With the Gandhi Institute for Non-Violence just across the street from my home, I've developed a curiosity about the moment over the years. Last month I picked up Mark Kurlansky's Non-Violence: The History of a Dangerous Idea in a bookstore hoping to learn more about it. The book gives an thoughtful and thorough history of the world through it's wars and anti-war movements. It highlights how violence works and how non-violence combats it. How non-violence can succeed and fail and how it can be a hard battle but more rewarding battle that those of warfare.
It is a book I'd highly recommend. I wish it were taught it our public school system and replace the skewed perspectives they currently offer.
The Twenty-Five Lessons:
- There is no proactive for word nonviolence.
- Nations that build military forces as deterrents will eventually use them.
- Practitioners of nonviolence are seen as enemies of the state.
- Once a state takes over a religion, the religion loses its nonviolent teachings.
- A rebel can be defanged and co-opted by making him a saint after he is dead.
- Somewhere behind every war there are always a few founding lies.
- A propaganda machine promoting hatred always has a war waiting in the wings.
- People who go to war start to resemble their enemy.
- A conflict between a violent and a nonviolent force is a moral argument.
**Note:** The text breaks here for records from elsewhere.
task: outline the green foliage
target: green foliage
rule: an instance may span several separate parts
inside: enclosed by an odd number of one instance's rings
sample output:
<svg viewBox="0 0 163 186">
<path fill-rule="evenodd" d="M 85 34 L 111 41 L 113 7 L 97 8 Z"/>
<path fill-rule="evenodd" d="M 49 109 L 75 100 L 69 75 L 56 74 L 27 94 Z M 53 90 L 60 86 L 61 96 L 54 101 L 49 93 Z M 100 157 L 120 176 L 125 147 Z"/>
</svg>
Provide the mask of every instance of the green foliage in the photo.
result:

If the violent side can provoke the nonviolent side into violence, the violent side has won.
- The problem lies not in the nature of man but in the nature of power.
- The longer a war lasts, the less popular it becomes.
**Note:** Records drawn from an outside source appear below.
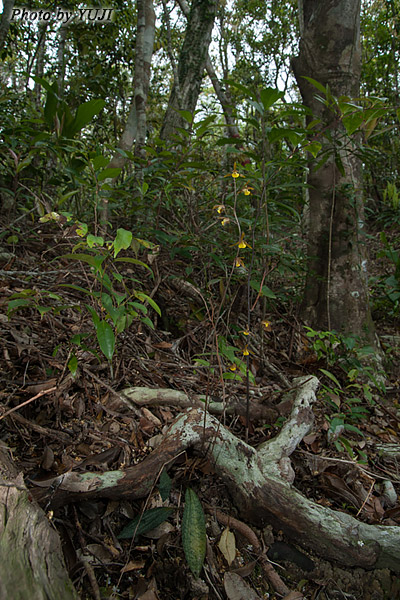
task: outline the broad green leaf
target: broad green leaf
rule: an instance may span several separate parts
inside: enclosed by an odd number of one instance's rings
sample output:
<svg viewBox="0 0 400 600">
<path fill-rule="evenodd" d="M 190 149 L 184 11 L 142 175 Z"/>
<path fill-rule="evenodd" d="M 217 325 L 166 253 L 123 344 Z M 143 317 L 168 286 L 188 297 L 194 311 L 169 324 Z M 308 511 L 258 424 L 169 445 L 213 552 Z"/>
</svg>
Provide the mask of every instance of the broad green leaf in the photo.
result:
<svg viewBox="0 0 400 600">
<path fill-rule="evenodd" d="M 78 359 L 76 358 L 75 354 L 73 354 L 68 361 L 68 369 L 70 370 L 72 375 L 75 376 L 76 371 L 78 369 Z"/>
<path fill-rule="evenodd" d="M 128 540 L 132 537 L 137 537 L 146 531 L 155 529 L 161 523 L 166 521 L 171 513 L 174 512 L 173 508 L 161 506 L 159 508 L 150 508 L 146 510 L 143 515 L 138 515 L 131 521 L 126 527 L 123 528 L 118 536 L 119 540 Z"/>
<path fill-rule="evenodd" d="M 111 360 L 115 350 L 115 335 L 111 325 L 107 321 L 100 321 L 96 325 L 96 335 L 100 350 L 107 360 Z"/>
<path fill-rule="evenodd" d="M 86 308 L 88 309 L 88 311 L 91 314 L 92 317 L 92 321 L 95 327 L 98 326 L 98 324 L 100 323 L 100 317 L 97 314 L 97 312 L 94 310 L 94 308 L 92 306 L 90 306 L 89 304 L 85 304 Z"/>
<path fill-rule="evenodd" d="M 364 121 L 364 115 L 360 112 L 352 112 L 345 115 L 342 119 L 343 125 L 346 128 L 348 135 L 353 135 L 357 129 L 360 128 L 361 124 Z"/>
<path fill-rule="evenodd" d="M 78 107 L 75 118 L 72 123 L 67 127 L 64 127 L 64 135 L 66 137 L 74 137 L 76 133 L 81 131 L 86 125 L 90 123 L 95 115 L 97 115 L 106 105 L 105 100 L 92 99 L 88 102 L 84 102 Z"/>
<path fill-rule="evenodd" d="M 120 168 L 104 169 L 97 175 L 97 181 L 104 181 L 105 179 L 115 179 L 121 173 Z"/>
<path fill-rule="evenodd" d="M 89 248 L 93 248 L 93 246 L 103 246 L 104 238 L 100 235 L 92 235 L 91 233 L 89 233 L 86 236 L 86 243 L 89 246 Z"/>
<path fill-rule="evenodd" d="M 188 488 L 182 518 L 182 545 L 186 560 L 195 577 L 199 577 L 206 555 L 206 521 L 196 493 Z"/>
<path fill-rule="evenodd" d="M 132 242 L 132 231 L 127 231 L 126 229 L 120 228 L 117 229 L 117 235 L 114 240 L 114 258 L 119 254 L 121 250 L 126 250 L 129 248 Z"/>
<path fill-rule="evenodd" d="M 102 154 L 98 154 L 92 160 L 93 169 L 98 171 L 99 169 L 104 169 L 109 163 L 109 159 L 103 156 Z"/>
</svg>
- The state imagines it is impotent without a military because it cannon conceive of power without force.
- It is often not the largest but the best organized and most articulate group that prevails.
- All debate momentarily ends with an "enforced silence" once the first shots are fired.
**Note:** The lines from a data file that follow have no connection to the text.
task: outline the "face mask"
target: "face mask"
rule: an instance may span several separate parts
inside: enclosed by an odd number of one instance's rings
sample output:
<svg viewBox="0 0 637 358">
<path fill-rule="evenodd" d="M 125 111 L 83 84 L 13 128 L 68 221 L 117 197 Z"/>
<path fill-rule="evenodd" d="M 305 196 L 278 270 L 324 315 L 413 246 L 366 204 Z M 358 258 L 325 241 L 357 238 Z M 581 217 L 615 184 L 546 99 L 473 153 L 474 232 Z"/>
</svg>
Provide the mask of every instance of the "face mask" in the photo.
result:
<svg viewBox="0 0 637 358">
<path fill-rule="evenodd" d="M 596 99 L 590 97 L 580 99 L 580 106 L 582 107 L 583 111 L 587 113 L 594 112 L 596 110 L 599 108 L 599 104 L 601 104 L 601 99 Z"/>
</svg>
- A shooting wat is not necessary to overthrow an established power but is used to consolidate the revolution itself.
- Violence does not resolve. It always leads to more violence.
- Warfare produces peace activists. A group of veterans is a likely place to find peace activists.
- People motivated by fear do not act well.
- While it is perfectly feasible to convince a people faced with brutal repression to rise up in a suicidal attack on their oppressor, it is almost impossible to convince them to meet deadly violence with nonviolent resistance.
- Wars do not have to be sold to the general public if they can be carried out by an all-volunteer professional military.
- Once you start the business of killing, you just get "deeper and deeper" without limits.
- Violence always comes with a supposedly rational explanation -- which is only dismissed as irrational if the violence fails.
- Violence is a virus that infects and takes over.
- The miracle is that despite all of society's promotion of warfare, most soldiers find warfare to be a wrenching departure from their own moral values.
- The hard work of beginning a movement to end war has already been done.